OK, I'll get off my soap box! On to the update.

I go see my new booby daddy on May 20th. We'll hopefully be scheduling surgery that day. If I'm being honest, one part of me is freaking out excited. The other part, the part that doesn't like pain, is nervous.

The cool thing is that the doctor in Philadelphia says he can do a "TRAM" flap reconstruction. That's where they take tissue and skin from my abdomen & move it up. I'll get a tummy tuck from the thing - woo hoo! 

It's supposed to take about 4-6 weeks to recuperate. Yikes!  That doesn't bode well in the pain department. But I'm really looking forward to not having this feeling of tightness where my right breast was. It's a 24 hour reminder of what happened to me. So, I'll suck it up. And of course, tell you all about it.


And now off the subject – again. Guess what Matt bought me? A freakin' Blackberry!! It's kind of like handing me the keys to the space shuttle & saying, "Let's see what happens". Nothing good can come of this.

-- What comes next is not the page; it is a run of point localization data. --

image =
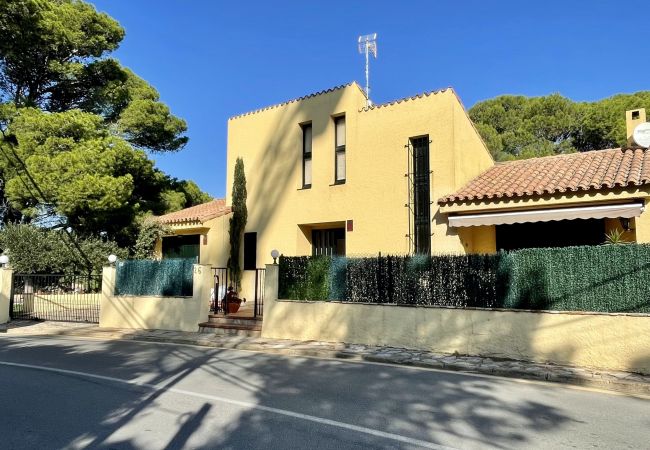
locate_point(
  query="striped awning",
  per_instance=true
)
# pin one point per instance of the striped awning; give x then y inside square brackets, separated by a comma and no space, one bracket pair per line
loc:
[546,215]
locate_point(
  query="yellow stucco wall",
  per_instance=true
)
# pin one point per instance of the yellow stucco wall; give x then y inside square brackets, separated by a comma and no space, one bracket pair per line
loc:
[149,312]
[376,190]
[605,341]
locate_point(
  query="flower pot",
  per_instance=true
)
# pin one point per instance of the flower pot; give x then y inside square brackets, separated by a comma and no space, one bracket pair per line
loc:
[233,307]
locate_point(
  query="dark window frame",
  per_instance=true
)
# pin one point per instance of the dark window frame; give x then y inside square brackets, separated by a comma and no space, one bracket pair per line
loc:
[338,149]
[250,255]
[422,194]
[307,156]
[324,241]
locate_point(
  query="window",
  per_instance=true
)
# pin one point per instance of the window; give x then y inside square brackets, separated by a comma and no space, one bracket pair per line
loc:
[250,251]
[184,246]
[329,242]
[306,156]
[422,196]
[339,149]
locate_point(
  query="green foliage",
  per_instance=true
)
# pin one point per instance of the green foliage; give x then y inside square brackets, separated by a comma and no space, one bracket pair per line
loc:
[600,279]
[37,250]
[305,278]
[167,277]
[150,232]
[237,221]
[615,237]
[518,127]
[74,124]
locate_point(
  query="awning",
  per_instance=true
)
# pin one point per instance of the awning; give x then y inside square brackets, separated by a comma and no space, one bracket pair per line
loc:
[545,215]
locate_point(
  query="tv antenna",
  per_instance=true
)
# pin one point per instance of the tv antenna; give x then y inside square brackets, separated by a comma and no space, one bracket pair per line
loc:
[368,45]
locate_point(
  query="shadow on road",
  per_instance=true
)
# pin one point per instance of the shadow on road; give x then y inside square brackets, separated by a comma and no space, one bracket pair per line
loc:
[421,404]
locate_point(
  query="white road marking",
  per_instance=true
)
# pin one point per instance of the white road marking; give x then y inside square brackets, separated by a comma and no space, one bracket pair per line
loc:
[284,412]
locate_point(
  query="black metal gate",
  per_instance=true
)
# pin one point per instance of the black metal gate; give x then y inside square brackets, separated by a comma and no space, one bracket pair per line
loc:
[70,298]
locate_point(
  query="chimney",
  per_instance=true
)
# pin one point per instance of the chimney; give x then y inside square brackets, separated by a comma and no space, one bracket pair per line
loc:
[632,119]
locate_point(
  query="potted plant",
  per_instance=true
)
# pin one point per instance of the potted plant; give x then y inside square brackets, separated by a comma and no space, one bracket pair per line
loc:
[231,302]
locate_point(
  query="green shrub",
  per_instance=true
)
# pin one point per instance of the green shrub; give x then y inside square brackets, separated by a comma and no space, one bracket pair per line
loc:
[600,279]
[167,277]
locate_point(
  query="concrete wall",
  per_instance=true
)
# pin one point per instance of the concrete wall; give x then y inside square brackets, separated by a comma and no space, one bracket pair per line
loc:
[149,312]
[375,192]
[606,341]
[6,279]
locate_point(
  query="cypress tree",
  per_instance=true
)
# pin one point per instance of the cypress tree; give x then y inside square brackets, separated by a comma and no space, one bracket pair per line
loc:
[237,221]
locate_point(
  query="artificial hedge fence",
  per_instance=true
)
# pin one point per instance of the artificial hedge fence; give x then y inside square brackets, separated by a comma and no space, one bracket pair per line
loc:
[166,278]
[609,278]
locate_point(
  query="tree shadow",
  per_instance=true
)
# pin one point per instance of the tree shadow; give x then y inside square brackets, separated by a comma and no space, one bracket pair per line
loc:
[424,405]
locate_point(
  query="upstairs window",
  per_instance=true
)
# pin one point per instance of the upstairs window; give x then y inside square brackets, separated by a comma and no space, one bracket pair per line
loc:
[306,156]
[339,150]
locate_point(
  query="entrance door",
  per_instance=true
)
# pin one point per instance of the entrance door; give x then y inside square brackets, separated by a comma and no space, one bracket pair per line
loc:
[562,233]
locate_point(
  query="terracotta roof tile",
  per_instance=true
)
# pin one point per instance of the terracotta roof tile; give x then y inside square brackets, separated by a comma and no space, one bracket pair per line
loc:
[601,169]
[198,213]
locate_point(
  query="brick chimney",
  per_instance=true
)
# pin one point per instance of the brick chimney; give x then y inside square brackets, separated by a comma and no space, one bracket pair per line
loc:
[632,119]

I managed to hook it up to Facebook & my email. The only reason I was able to do so was because there was a step by step tutorial about it online. The only problem was, every time I got an email or if someone commented on my Facebook, the phone would chirp some type of noise or another. I was going crazy, and actually turned it off. Then my editor, Josh, showed me how to fix it so that it only makes noise when someone's actually calling me.

You know what? I think there's an article in there somewhere!

If you feel like it, you can "like" my "Brunette Lucy" fan page on Facebook. That makes me laugh really hard – fan page; I have all of 33 "fans" (giggle). Sounds dumb. But, apparently, it's the way of the world, so I did it.

OK, happy campers, I'm off to play with my Blackberry! Wait, I should amend that - I'm off to be laughed at by my Blackberry. Technology is so cruel.